Adoke’s letter of June 16, 2014, to the Asset Forfeiture Money Laundering Section of the DOJ clarified that by the terms of the August 21, 2003 Settlement Agreement between Bagudu and Nigeria, “the Federal Government of Nigeria has no claim” over Blue Trust assets.

He said Bagudu and the Blue companies were entitled to keep the assets under section 7.8(b) of the settlement agreement. The clause says Bagudu and his companies shall hold the assets “free from any claims existing or future, direct or indirect, contemplated or otherwise by the FRN or in whole or part at its behest or on its behalf or for its benefit”.

 Adoke concluded: “accordingly, and respecting the contractual commitment made by the Federal Republic of Nigeria to the United States, I would ask that insofar as the Letter of Request from the Federal Republic of Nigeria to the United States can be read as relating to Mr Bagudu and/or the Blue Companies and/or the Ridley Assets, it should be treated as withdrawn.”

A source close to the Jonathan administration explained that “by the time Adoke’s letter was written, the deed had been done. The DOJ  did not honour Adoke’s letter, insisting that the Obasanjo deal was not binding on the US.”

 Bagudu’s assets have since remained frozen.

In April 2015, Bagudu made another recourse to the High Court in the UK, arguing that Nigeria had violated the 2003 agreement considering that the freeze order was based on a letter of request from the Jonathan government in 2012. The court was reported to have entered a default judgement against Nigeria on July 8, 2015.

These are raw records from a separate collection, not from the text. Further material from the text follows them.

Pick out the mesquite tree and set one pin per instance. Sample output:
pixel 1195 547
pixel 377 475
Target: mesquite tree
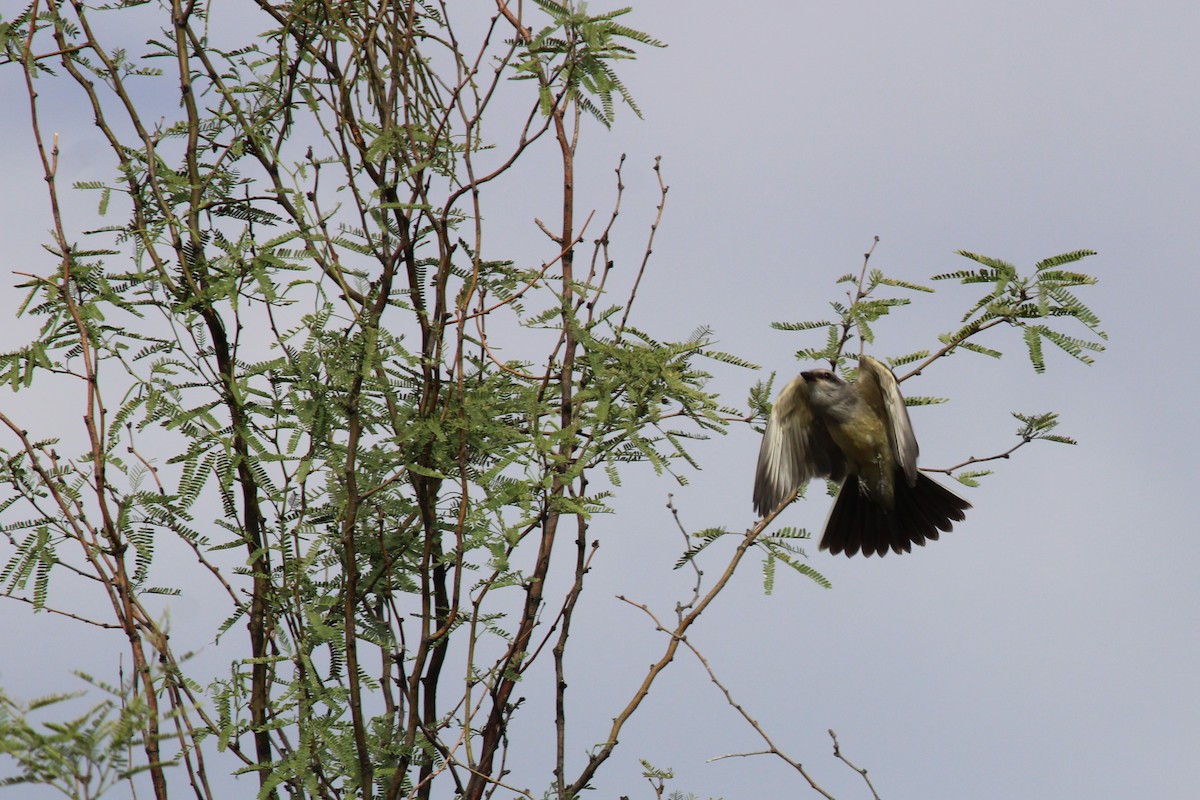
pixel 304 360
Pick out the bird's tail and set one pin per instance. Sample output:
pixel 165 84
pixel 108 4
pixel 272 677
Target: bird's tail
pixel 921 513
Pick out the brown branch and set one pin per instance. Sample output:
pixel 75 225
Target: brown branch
pixel 837 752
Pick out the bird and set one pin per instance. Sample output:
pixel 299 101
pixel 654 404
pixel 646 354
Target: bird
pixel 857 434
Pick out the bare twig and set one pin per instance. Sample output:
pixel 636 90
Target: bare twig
pixel 837 752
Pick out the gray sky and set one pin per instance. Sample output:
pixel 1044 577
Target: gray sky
pixel 1048 648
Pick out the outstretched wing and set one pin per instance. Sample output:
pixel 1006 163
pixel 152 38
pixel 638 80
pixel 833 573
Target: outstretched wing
pixel 795 449
pixel 879 388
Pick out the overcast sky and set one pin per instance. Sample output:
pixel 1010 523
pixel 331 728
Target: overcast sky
pixel 1045 649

The Federal Government entered into a revised agreement with Bagudu on October 26, 2018, a copy of which was circulated to the media.

In the agreement, the Federal Government, Bagudu and Blue companies said they had decided to resolve the settlement agreement claim “without further proceedings or dispute”.

 Significantly, the agreement also stipulated that the frozen assets, now reportedly worth about $155 million, should be returned to the Federal Government as the legal owner “subject to the terms of this agreement”.

It also provided that the FG “will hold the same free from any claims existing or future, direct or indirect, contemplated or otherwise, made by the Blue Family Trusts, Atiku Bagudu or his affiliates, in whole or in part, at their behest or on their behalf or for their benefit or purported benefit, while compensating the Blue Family Trusts and Atiku Bagudu for the Settlement Agreement Claim”.

The market value of Blue Trust assets held in accounts at Waverton Investment Management Limited and James Hambro & Partners LLP, among others, were valued at €141 million, out of which Bagudu and affiliates were mandated to pay a tax of €42 million to the Federal Government of Nigeria.

Unending dispute

However, with the freeze order on Bagudu’s assets in the UK yet to be removed because of DOJ’s criminal proceedings in DC, the dispute may not be ending soon.

Though Bloomberg linked Bagudu with the $308 million awaiting repatriation from Jersey, the report has raised doubts about the US government’s sincerity to release the funds to the Buhari Government.

In spite of Malami’s clarifications that there’s no other deal with Bagudu, the US has remained unmoved, proceeding to classify his assets as “fruits of a poisonous tree”, despite having no evidence to get a forfeiture order against the Governor in either the US or UK.

From all indications now, the Federal Government should prepare for a waiting game with the world’s so called ‘global morality police.’